In the aftermath of the U.S. Civil War, May 30 was designated as Memorial Day to honor members of the military who died during that war. In 1971, federal law extended the observance to all soldiers who died in American wars and standardized it to the last Monday in May.

Recently, the team that produces this blog started talking about Memorial Day and the ways people commemorate and remember. That discussion led to a conversation about memorials, some of which honor those who were well known in the past but are not now.

Memorial Day can provide an opportunity for students to consider how we honor and remember important people within our communities.

Allow time for students to look at this image. Ask them to think about what this place might be. What clues do they see in the photograph?

Theodore Roosevelt Island

Share selections from the Historical American Building Survey collection of Theodore Roosevelt Island materials, including the measured drawings of the island and pages 1-3 of the report.
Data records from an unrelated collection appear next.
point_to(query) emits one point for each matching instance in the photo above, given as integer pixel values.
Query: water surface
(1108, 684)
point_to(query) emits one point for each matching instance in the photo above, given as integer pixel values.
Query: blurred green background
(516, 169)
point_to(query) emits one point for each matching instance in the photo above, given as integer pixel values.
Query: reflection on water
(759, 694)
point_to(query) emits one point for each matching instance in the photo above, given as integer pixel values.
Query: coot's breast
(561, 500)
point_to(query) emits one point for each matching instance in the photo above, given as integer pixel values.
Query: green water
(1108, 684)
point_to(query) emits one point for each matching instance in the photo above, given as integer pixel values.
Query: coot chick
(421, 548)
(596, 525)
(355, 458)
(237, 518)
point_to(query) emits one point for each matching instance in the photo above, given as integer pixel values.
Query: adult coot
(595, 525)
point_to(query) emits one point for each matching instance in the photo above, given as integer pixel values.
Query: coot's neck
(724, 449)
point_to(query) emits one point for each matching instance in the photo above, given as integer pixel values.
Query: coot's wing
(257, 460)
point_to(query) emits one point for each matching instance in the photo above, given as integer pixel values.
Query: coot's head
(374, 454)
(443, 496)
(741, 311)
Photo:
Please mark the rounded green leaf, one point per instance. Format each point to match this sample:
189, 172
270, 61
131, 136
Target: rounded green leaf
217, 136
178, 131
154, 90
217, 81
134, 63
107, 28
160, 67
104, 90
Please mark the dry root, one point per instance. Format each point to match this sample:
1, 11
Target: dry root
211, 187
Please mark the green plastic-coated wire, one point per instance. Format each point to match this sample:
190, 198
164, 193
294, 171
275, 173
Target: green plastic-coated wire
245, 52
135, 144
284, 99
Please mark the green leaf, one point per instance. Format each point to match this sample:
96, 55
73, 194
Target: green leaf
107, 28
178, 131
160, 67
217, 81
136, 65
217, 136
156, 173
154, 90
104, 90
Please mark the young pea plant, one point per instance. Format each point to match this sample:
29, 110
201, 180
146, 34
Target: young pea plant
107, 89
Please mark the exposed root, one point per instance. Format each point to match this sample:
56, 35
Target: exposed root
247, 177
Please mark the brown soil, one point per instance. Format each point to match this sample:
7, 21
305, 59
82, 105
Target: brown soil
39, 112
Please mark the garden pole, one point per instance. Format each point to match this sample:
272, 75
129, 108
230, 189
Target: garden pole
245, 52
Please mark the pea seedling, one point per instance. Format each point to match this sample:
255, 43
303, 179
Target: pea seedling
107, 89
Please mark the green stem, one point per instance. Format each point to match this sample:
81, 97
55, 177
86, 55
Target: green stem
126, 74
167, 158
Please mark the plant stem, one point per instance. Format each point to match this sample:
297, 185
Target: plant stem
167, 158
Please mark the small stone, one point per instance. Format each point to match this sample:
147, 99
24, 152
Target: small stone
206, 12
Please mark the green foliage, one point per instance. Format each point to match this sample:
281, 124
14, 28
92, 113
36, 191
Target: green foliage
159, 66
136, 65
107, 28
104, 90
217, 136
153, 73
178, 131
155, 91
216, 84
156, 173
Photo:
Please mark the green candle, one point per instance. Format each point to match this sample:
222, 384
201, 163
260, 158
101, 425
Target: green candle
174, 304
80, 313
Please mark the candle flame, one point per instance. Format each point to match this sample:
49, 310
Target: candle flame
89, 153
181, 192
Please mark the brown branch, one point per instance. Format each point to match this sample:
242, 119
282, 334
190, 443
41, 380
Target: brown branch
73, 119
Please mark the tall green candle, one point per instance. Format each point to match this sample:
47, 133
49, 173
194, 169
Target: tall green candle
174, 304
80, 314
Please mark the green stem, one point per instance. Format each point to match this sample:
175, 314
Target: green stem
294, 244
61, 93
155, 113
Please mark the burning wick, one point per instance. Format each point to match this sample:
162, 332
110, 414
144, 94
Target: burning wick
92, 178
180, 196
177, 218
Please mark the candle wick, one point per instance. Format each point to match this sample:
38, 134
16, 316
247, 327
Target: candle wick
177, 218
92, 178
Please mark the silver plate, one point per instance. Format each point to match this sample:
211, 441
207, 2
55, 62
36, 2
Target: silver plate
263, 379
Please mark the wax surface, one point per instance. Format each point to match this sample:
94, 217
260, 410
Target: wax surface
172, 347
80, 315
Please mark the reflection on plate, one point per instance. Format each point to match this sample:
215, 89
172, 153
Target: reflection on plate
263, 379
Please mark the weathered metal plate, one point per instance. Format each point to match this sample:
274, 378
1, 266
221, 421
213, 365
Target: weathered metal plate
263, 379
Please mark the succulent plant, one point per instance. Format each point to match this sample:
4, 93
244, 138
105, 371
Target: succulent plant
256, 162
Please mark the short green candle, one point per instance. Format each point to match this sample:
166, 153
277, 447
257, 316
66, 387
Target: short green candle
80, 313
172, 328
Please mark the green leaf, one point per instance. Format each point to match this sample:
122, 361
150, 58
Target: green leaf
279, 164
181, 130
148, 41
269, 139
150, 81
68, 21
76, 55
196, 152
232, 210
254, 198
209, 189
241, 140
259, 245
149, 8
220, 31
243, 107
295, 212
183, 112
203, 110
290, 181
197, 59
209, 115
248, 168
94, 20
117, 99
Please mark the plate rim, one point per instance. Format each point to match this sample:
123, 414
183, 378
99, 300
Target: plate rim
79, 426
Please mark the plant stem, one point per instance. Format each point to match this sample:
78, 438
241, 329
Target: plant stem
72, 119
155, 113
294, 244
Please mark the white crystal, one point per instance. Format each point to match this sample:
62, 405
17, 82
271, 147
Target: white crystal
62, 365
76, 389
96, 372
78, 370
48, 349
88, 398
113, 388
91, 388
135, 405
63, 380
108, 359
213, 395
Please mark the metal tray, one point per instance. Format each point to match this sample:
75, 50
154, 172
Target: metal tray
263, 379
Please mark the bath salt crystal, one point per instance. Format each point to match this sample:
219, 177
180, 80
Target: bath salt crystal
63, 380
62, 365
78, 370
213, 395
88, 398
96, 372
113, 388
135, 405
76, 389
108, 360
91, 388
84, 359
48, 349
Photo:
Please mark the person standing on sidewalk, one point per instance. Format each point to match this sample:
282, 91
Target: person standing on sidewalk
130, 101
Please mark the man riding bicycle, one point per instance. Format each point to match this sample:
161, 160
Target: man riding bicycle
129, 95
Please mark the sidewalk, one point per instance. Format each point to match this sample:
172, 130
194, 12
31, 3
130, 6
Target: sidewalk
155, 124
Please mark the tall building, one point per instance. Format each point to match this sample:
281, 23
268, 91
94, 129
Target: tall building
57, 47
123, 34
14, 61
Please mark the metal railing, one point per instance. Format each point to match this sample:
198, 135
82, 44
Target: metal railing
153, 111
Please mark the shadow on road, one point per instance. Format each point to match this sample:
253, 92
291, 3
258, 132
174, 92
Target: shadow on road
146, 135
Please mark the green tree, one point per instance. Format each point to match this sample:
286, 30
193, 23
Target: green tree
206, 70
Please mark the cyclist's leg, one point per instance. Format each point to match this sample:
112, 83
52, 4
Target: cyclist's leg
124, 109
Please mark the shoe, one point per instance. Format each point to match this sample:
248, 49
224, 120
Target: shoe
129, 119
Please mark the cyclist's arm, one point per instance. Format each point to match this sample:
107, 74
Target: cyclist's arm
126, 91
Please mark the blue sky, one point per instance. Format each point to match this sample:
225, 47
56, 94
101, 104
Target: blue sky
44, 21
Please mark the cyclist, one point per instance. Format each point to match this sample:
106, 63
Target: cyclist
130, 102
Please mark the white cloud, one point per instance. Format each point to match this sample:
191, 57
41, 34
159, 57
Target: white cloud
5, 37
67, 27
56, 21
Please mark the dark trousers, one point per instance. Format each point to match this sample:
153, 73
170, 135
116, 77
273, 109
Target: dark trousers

What do the students know about Theodore Roosevelt? Based on their prior knowledge, ask them to explain if they think an island is an appropriate memorial for Theodore Roosevelt.
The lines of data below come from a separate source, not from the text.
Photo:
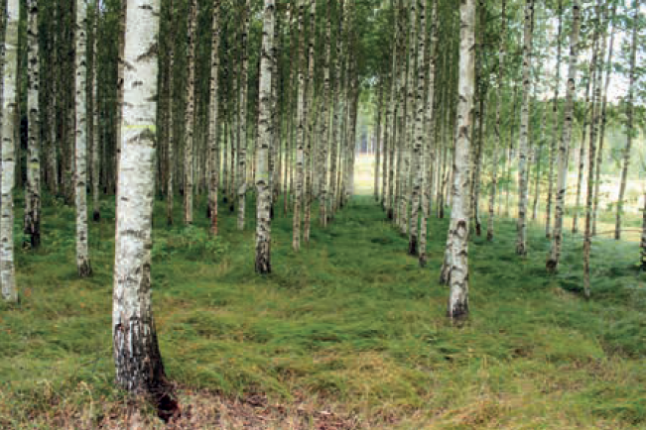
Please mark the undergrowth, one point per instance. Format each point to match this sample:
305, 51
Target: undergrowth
350, 321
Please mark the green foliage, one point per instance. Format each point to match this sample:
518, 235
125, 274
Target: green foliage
191, 242
351, 320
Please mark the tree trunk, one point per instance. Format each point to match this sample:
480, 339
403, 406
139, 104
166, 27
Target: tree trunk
96, 150
630, 113
419, 153
498, 138
170, 135
263, 190
586, 122
604, 120
455, 272
309, 115
189, 130
139, 367
594, 131
123, 12
430, 141
80, 153
300, 125
523, 189
32, 198
9, 103
377, 137
566, 137
325, 120
555, 125
214, 117
242, 149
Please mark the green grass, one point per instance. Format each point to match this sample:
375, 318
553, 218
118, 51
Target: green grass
350, 321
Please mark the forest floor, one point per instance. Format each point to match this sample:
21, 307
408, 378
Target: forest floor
348, 333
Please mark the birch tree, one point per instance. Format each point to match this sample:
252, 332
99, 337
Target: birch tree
138, 362
32, 198
630, 113
455, 272
263, 189
418, 166
554, 258
592, 152
189, 129
523, 149
325, 120
96, 150
555, 124
213, 139
429, 128
242, 122
80, 153
9, 103
300, 129
502, 51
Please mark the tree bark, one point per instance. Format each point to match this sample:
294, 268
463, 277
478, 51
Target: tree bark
189, 130
419, 152
430, 141
566, 137
80, 174
32, 198
604, 120
214, 117
300, 128
455, 272
630, 113
495, 158
555, 125
96, 150
263, 190
138, 363
523, 149
9, 103
170, 135
242, 124
592, 151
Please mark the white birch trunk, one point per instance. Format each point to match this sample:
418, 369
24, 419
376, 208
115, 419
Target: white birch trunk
265, 131
456, 265
300, 129
630, 113
32, 198
523, 149
138, 363
189, 131
214, 112
431, 144
9, 103
555, 125
80, 150
495, 157
242, 148
419, 152
96, 150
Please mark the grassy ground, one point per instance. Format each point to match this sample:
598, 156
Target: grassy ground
349, 333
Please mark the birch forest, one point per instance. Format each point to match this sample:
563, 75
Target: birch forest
323, 214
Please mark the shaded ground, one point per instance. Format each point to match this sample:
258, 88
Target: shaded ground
349, 333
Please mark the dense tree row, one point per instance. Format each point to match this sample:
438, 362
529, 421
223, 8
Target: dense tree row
263, 100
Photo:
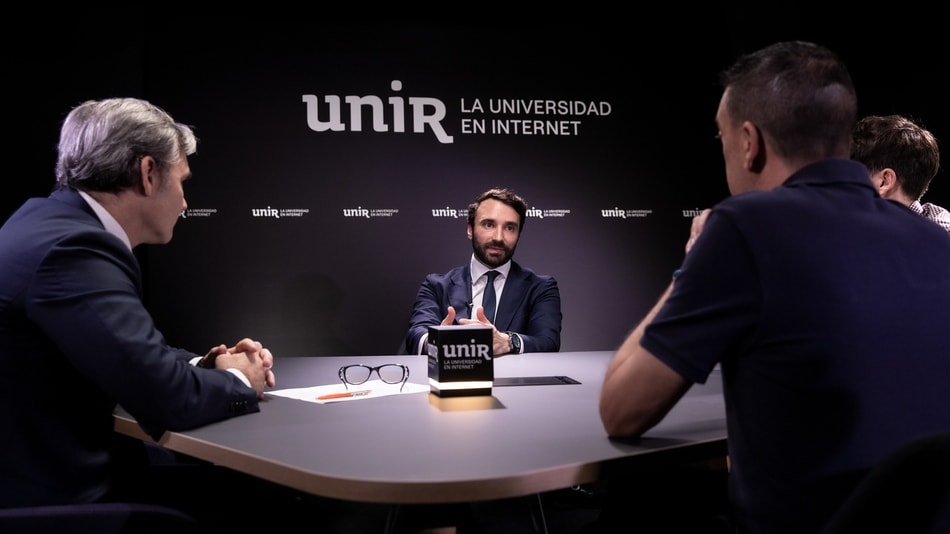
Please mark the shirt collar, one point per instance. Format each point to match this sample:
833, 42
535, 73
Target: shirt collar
478, 269
108, 221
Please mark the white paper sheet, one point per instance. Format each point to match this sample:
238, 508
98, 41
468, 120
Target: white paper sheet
375, 388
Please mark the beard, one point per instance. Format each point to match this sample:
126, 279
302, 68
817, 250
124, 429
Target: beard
487, 253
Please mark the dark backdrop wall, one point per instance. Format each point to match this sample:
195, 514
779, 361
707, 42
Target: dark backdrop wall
312, 232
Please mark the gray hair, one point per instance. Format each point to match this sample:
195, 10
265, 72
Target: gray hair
102, 143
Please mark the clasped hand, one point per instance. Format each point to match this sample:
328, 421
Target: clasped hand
248, 356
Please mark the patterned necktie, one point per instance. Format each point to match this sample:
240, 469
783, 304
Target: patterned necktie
488, 297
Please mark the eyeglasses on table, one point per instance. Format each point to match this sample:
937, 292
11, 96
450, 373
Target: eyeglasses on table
390, 373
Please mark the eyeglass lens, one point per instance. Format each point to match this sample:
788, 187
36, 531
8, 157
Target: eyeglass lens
390, 373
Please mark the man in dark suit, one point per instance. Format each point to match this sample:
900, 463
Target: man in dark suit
528, 317
75, 337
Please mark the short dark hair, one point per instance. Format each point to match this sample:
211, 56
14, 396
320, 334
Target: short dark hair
799, 94
897, 142
500, 194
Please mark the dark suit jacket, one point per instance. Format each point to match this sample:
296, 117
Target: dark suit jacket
530, 305
75, 340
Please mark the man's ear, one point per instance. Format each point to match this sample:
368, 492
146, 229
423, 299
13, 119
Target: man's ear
148, 176
889, 186
754, 147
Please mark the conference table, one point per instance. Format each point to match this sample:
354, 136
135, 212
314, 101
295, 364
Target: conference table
417, 448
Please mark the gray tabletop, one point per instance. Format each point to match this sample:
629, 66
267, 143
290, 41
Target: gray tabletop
419, 448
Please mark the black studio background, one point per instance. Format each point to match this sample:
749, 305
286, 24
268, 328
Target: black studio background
317, 279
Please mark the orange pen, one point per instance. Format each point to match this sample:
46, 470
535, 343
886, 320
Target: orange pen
344, 395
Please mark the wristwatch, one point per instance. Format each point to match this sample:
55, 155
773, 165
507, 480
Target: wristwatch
514, 343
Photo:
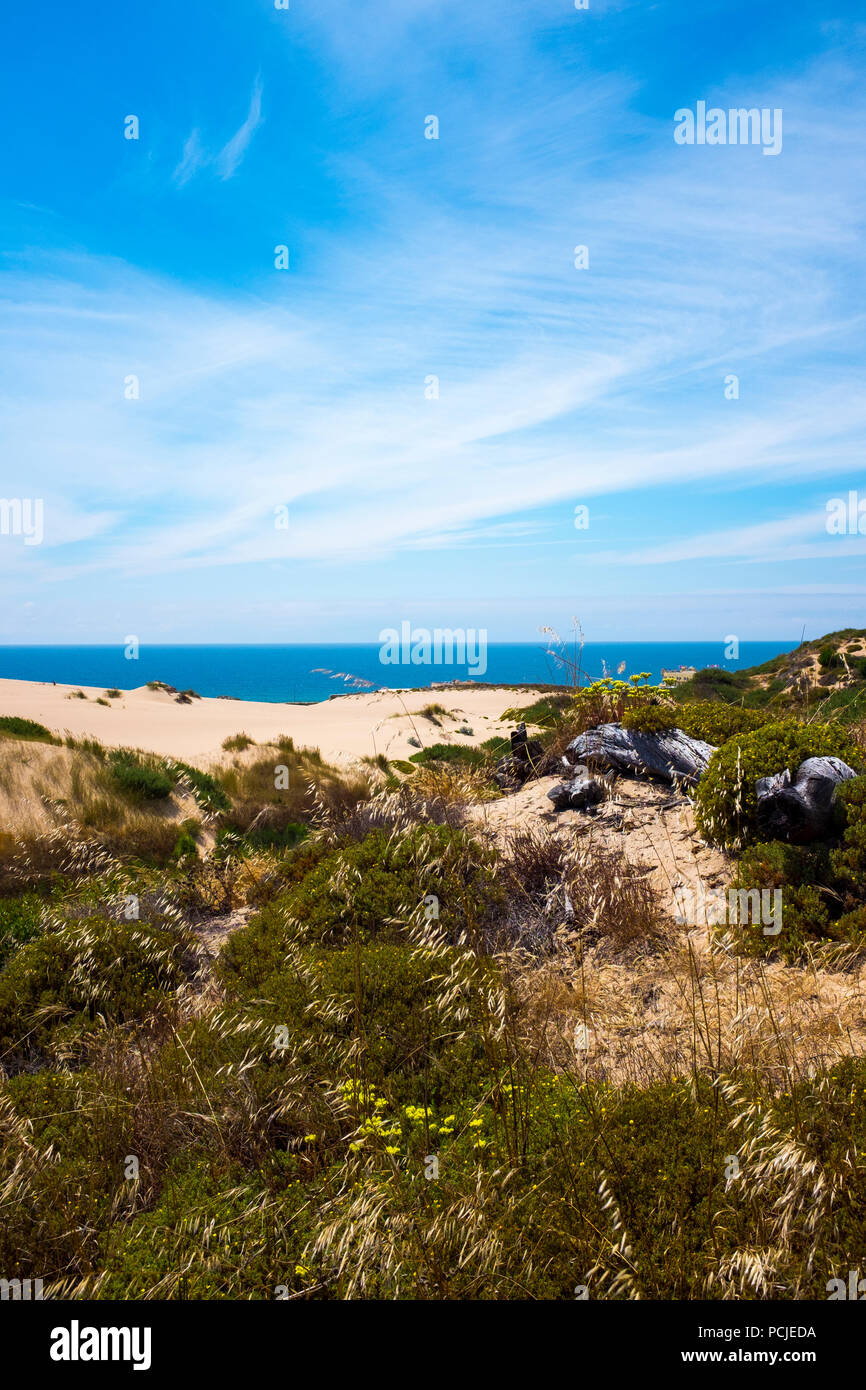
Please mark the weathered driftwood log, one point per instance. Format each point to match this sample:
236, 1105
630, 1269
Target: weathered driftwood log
524, 761
799, 808
670, 755
577, 794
Deepen their thinking about the nature and functions of memorials.

  • Ask students what a memorial is and to talk about the kinds of memorials they have seen. Encourage them to think of other possible ways to honor the memory of a person such as a sporting event, a dinner, or a parade.
  • Allow time for them to consider why people create memorials and why they are important.
  • Invite students to design a memorial either to honor members of the military, a well known person, or a person who is important to them. What elements would they include in a memorial?

Want to learn more about Memorial Day traditions and memorials? In 2013, Teaching with the Library of Congress published a post exploring Memorial Day traditions and how Memorial Day was started. This post examines the creation of memorials for presidents of the United States.
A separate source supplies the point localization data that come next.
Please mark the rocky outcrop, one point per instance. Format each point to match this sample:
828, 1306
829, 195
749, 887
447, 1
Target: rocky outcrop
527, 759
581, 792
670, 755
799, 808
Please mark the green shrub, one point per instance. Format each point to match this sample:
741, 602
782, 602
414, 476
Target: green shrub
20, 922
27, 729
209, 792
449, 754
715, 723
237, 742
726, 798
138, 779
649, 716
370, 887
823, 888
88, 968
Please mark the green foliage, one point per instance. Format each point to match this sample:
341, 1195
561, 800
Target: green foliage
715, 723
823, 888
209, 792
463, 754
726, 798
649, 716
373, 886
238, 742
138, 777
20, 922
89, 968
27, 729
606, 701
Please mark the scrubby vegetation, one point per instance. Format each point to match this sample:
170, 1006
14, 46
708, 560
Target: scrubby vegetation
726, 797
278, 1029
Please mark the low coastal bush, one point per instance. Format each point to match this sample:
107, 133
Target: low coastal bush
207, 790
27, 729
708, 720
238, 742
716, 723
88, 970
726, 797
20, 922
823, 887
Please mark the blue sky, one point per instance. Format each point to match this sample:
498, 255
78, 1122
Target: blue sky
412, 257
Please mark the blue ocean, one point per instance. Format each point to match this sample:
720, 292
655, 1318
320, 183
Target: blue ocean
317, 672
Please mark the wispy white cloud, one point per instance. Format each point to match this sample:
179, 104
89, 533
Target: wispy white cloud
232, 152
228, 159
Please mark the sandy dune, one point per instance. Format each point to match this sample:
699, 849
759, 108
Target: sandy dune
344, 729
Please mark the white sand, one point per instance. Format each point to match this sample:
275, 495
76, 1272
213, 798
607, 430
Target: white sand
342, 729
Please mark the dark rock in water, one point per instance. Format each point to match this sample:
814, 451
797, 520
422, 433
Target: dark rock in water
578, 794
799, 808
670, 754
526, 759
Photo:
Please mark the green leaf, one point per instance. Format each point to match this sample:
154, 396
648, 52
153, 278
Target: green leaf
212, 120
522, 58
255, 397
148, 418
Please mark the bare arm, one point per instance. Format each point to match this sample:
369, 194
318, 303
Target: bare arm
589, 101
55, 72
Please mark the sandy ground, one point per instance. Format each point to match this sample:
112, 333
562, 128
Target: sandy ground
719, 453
Let us know in the comments what your students discover about memorials and Memorial Day.


  1. I wish more ‘students’ and teachers would respect all forms of memorials and understand why they are erected.
    They are a part of the human respect for the individual and a remembrance of a past event.
    Removing memorials will not change history or make past or present feelings change.
    Respecting ones history and roots without blame or injecting self degradation is a needed perspective.